Se decide el incidente de desacato formulado por Olga Parada de Arenas contra la Sala Civil – Familia del Tribunal Superior del Distrito Judicial de Bucaramanga.
I. ANTECEDENTES
A. Los fundamentos del incidente
1. La Compañía de Gerenciamiento de Activos presentó una demanda ejecutiva contra Carlos José Arenas Guerrero y Olga Parada de Arenas, en la que pidió el pago de 290.034,4674 UVR más los correspondientes intereses moratorios, incorporados en el pagaré que aportó. Tal obligación se pactó, inicialmente, en UPAC, y fue materia de un proceso ejecutivo que terminó por aplicación de la Ley 546 de 1999.
2. El Juzgado Sexto Civil del Circuito de Bucaramanga profirió mandamiento de pago el 25 de noviembre de 2010.
3. Los demandados comparecieron al proceso y formularon la excepción de «prescripción».
4. Luego de agotado el trámite correspondiente, el juez, el 14 de enero de 2013, declaró no probada la citada defensa.
5. Los demandados apelaron esa decisión y el Tribunal Superior de Bucaramanga, el 21 de agosto de 2013, la confirmó íntegramente.
6. Estando el proceso en la etapa de la liquidación del crédito y avalúo del inmueble cautelado, y habiéndose cedido la obligación a María del Pilar Arrieta, la parte demandada formuló un incidente de nulidad y alegó que en el proceso se omitió dar cumplimiento a la sentencia SU-813 de 2007, de la Corte Constitucional, lo anterior porque la ejecutante no hizo la reestructuración del crédito.

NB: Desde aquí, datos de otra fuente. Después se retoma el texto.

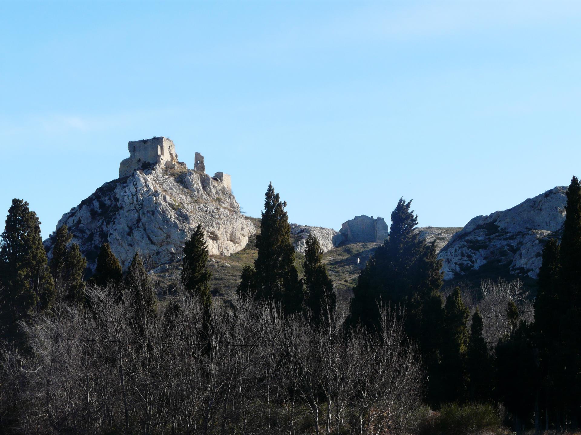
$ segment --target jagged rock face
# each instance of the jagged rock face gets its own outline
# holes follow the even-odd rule
[[[310,227],[307,225],[297,225],[296,223],[290,224],[290,234],[295,251],[301,253],[304,253],[307,248],[307,239],[311,234],[317,237],[323,252],[328,252],[339,246],[345,240],[342,234],[332,228]]]
[[[389,234],[388,224],[383,217],[361,215],[344,222],[339,232],[347,243],[374,242],[383,243]]]
[[[537,278],[543,247],[565,222],[566,187],[555,187],[512,208],[479,216],[457,233],[438,257],[450,280],[485,265]]]
[[[435,242],[437,252],[442,251],[452,236],[461,230],[462,228],[454,227],[420,227],[418,229],[420,238],[425,239],[428,244]]]
[[[124,268],[136,252],[151,255],[156,265],[174,262],[199,223],[206,231],[210,255],[236,252],[256,232],[219,180],[157,164],[106,183],[63,215],[57,227],[67,224],[94,270],[105,242]],[[49,249],[51,243],[50,238],[45,241]]]

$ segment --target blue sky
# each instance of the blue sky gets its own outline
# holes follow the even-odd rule
[[[581,175],[581,2],[0,0],[0,213],[44,237],[165,136],[259,216],[461,226]]]

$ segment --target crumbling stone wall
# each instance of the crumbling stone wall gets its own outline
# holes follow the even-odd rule
[[[229,174],[224,172],[216,172],[214,174],[214,177],[217,178],[224,184],[224,187],[228,189],[228,191],[232,193],[232,177]]]
[[[387,238],[388,224],[383,217],[373,219],[373,216],[361,215],[343,222],[339,230],[347,243],[375,242],[383,243]]]
[[[193,164],[193,170],[198,172],[205,172],[206,166],[204,166],[204,156],[199,153],[196,153],[196,161]]]
[[[130,157],[119,165],[119,177],[126,177],[147,165],[162,163],[164,167],[175,168],[178,155],[173,142],[167,137],[133,140],[127,144]]]

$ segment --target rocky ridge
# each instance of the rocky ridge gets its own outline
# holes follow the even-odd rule
[[[290,224],[290,237],[295,251],[304,253],[307,247],[307,239],[313,234],[319,241],[323,252],[328,252],[333,248],[336,248],[345,241],[342,234],[332,228],[311,227],[308,225]]]
[[[155,164],[105,183],[64,213],[57,228],[66,224],[92,269],[105,242],[124,269],[136,252],[150,255],[156,265],[175,262],[199,223],[211,255],[242,249],[256,232],[221,180],[183,164]],[[51,237],[45,241],[49,251],[51,244]]]
[[[566,187],[556,187],[520,204],[479,216],[454,234],[438,257],[444,279],[486,267],[537,278],[549,237],[560,237]]]

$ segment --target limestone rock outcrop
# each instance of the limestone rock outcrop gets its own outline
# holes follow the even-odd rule
[[[559,237],[566,187],[557,187],[508,210],[479,216],[440,251],[444,279],[483,267],[536,278],[548,237]]]
[[[361,215],[343,222],[339,232],[347,243],[375,242],[383,243],[389,234],[388,224],[383,217]]]
[[[57,228],[66,224],[89,267],[94,270],[105,242],[125,269],[136,252],[151,256],[156,266],[179,260],[199,223],[210,255],[236,252],[256,233],[229,186],[184,164],[168,168],[163,163],[105,183],[63,215]],[[50,237],[45,241],[49,251],[51,244]]]
[[[425,239],[428,244],[435,242],[436,252],[439,252],[447,244],[452,237],[462,228],[454,227],[420,227],[419,238]]]
[[[311,227],[308,225],[297,225],[296,223],[292,223],[290,237],[293,246],[295,246],[295,251],[304,253],[307,247],[307,239],[311,234],[319,241],[319,244],[321,245],[321,249],[323,252],[329,252],[333,248],[339,246],[345,240],[343,235],[332,228]]]

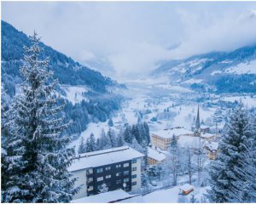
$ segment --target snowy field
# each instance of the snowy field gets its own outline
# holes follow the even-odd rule
[[[191,196],[194,194],[197,202],[201,202],[203,194],[207,193],[207,187],[195,189],[190,194],[187,196],[179,195],[179,186],[175,186],[167,190],[156,190],[149,193],[144,196],[143,201],[149,203],[180,203],[180,202],[191,202]]]

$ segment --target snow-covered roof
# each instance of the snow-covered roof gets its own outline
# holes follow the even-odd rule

7. El Juzgado Segundo de Ejecución Civil del Circuito de Descongestión de Bucaramanga, el 16 de septiembre de 2014, resolvió dejar sin valor ni efecto todo lo actuado y negar el mandamiento de pago. Para lo anterior, consideró que el título ejecutivo no era exigible «ante la ausencia de reestructuración del crédito de los demandados».
8. La ejecutante interpuso el recurso de reposición y, subsidiariamente, el de apelación, y adujo que la solicitud de los demandados fue extemporánea; que en tal estado de la actuación no podía terminarse el proceso, y que la jurisprudencia citada no era aplicable a su caso.
9. El juez negó la reposición y concedió el recurso subsidiario.
10. El Tribunal Superior de Bucaramanga, en proveído de 3 de marzo de 2015, revocó el auto impugnado y ordenó la continuación del trámite.
11. Para lo anterior, consideró que «la existencia de otro proceso de cobro coactivo que cursa contra los demandados, demuestra la incapacidad financiera de aquellos para asumir la obligación hipotecaria y torna innecesaria la reestructuración del crédito exigida por el funcionario de primera instancia».
12. La ciudadana presentó acción de tutela contra la anterior autoridad judicial por considerar que la anterior decisión vulnera sus derechos fundamentales, porque el accionado negó la terminación del proceso por la ausencia de la «reestructuración» de su crédito, en desconocimiento de la normatividad y la jurisprudencia.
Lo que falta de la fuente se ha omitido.